Петр отметил про себя, что девушка довольно симпатичная, и веснушки у нее милые. Черты лица ее были мягкими, но мимика выдавала довольно строгую и бескомпромиссную особу.
— Я не вкалывал себе наркотики. Я испытывал вещество, которое разрабатывал в домашней лаборатории. Долго рассказывать, но в общем оно вызывает околосмертные переживания. — сделал паузу и спросил, надеясь, что смерть Офелии ему пригрезилась, мало ли. — А Офелия… что с ней?
— Тебе, наверное, нельзя волноваться, — с заботой в голосе начала Эллочка, — но ты ж все равно узнаешь. В общем, она покончила жизнь самоубийством, ее уже похоронили.
Петр ощутил, как тупая боль снова вернулась к нему. Больно было двигать руками и ногами, но еще невыносимее было в его душе. Значит, все это не сон. Он понял, что сопротивляться бесполезно, и боль криком вышла через горло.
Прибежала какая-то медсестра с успокоительным, попыталась вколоть в вену Петра, тот выбил из ее руки шприц и сказал, что не надо колоть, орать он больше не будет.
— А это не вы, молодой человек, должны решать, а ваш лечащий врач, — и убежала, кинув в сторону Эллочки и Андрея, — присмотрите тут за ним, пока не вернется врач.
В палате воцарилась гробовая тишина, которую Андрей и Эллочка попытались разбавить разговорами про больницу и тараканов.
— Обстановочка здесь, конечно, лакшери! Хорошо, что ты был в коме: две недели провести в такой атмосфере — это не для слабонервных. Ну а какие тут могут быть комфортные условия? С союзных времен, судя по всему, ремонт не делался. А сейчас вообще не до этого. Нефтедоллары идут на пушки, а не на медицину. — рассуждала Элеонора.

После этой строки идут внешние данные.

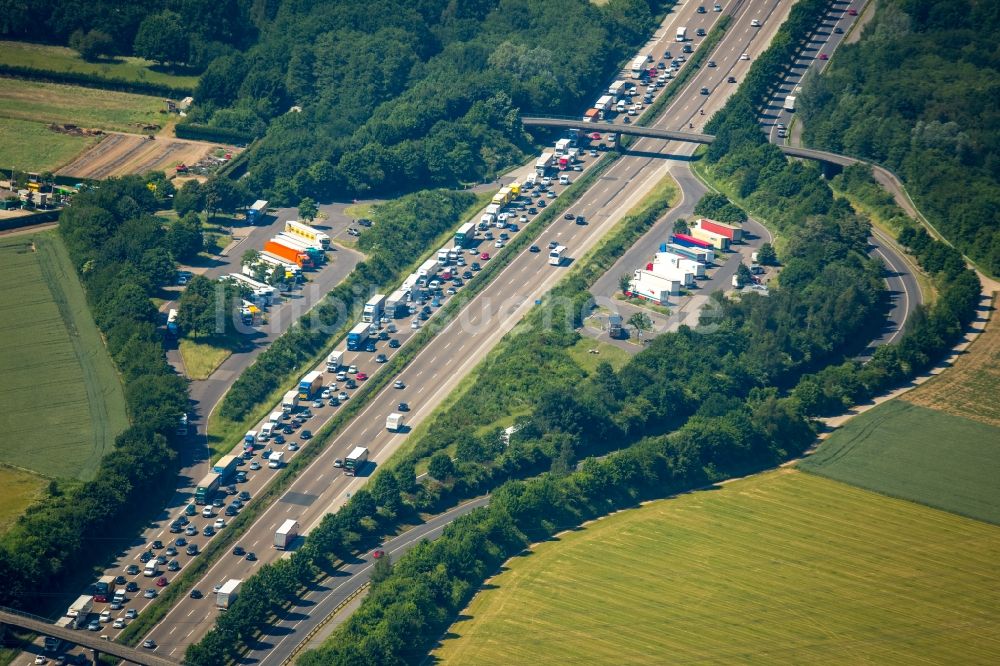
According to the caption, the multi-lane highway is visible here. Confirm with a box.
[135,0,804,658]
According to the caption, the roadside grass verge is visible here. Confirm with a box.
[0,232,128,479]
[0,118,98,176]
[902,304,1000,427]
[428,469,1000,665]
[0,40,198,89]
[0,465,49,534]
[0,77,165,133]
[798,400,1000,524]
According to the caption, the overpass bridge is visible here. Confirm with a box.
[521,116,863,175]
[0,607,177,666]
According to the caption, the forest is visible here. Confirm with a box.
[0,175,191,614]
[799,0,1000,275]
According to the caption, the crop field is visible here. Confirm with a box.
[903,306,1000,427]
[799,400,1000,524]
[0,232,128,479]
[433,469,1000,664]
[0,41,198,89]
[0,465,48,534]
[0,78,166,132]
[0,118,97,175]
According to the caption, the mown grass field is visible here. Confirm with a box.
[0,41,198,88]
[433,469,1000,665]
[799,400,1000,524]
[0,78,167,134]
[0,118,97,171]
[902,306,1000,427]
[0,232,128,479]
[0,465,48,534]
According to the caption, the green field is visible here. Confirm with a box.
[0,118,97,175]
[0,465,48,534]
[433,469,1000,665]
[799,400,1000,524]
[0,232,128,479]
[0,41,198,89]
[0,78,168,134]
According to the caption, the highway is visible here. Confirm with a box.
[137,0,791,659]
[52,0,920,660]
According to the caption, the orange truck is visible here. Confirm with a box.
[264,240,312,268]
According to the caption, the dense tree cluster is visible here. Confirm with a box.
[799,0,1000,275]
[221,190,475,420]
[0,0,263,69]
[0,176,188,610]
[180,0,663,202]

— А тараканы! — подхватил Андрей, — Тараканы, черт возьми, они повсюду! Я в жизни столько тараканов не видел, просто питомник тараканий! Когда тебя из реанимации перевели в обычную палату, я остался рядом на случай, если ты вдруг очнешься. Так я не смог даже глаз сомкнуть. Если выключить свет, а потом спустя пять минут подсветить телефоном, то можно с ума сойти от того, сколько этих усатых-бородатых рассекают по полу, столу. И что самое мерзкое — они по кроватям бегают. Знаешь, скольких я с твоего лица стряхивал! До сих пор мурашки по коже.
— Вижу, над дверью висит аппарат для кварцевания, — поддержал беседу Петр, голос его был пока слабым, — включил бы его, тараканов бы это не убило, но временно дезориентировало и ограничило в возможности свободно размножаться.
— А я даже и не подумал об этом. — сказал Андрей, видно было, что эта мысль его на самом деле заняла.
Петра не пугали ни обшарпанные стены, ни тараканы. Он пережил такой опыт, который стоил всего этого, вот только тоска по Офелии никуда не ушла. Ему не хотелось выходить из этой палаты, потому что когда он выйдет, ему придется продолжать свою жизнь. А он не знал как. Как раньше он уже не смог бы, а как по-новому, он еще не понимал. Он подумал, что неплохо было бы здесь поваляться какое-то время, пока не соберется с мыслями. Ему еще придется столкнуться с лечением, питанием и туалетом в этом «современном» медицинском учреждении. Но это испытали на себе миллионы жителей Страны, и, надо сказать, никто от этого не умер. «Вы ж не в санаторий приехали», — вспомнил он слова санитарки. А хотелось бы уже в санаторий, чтобы можно было нормально ездить, лечиться, учиться. Но придется опять бороться. Что ж, похоже, никуда не денешься. Но а пока больничка хорошо подходила для переходного этапа, чтобы собраться с силами.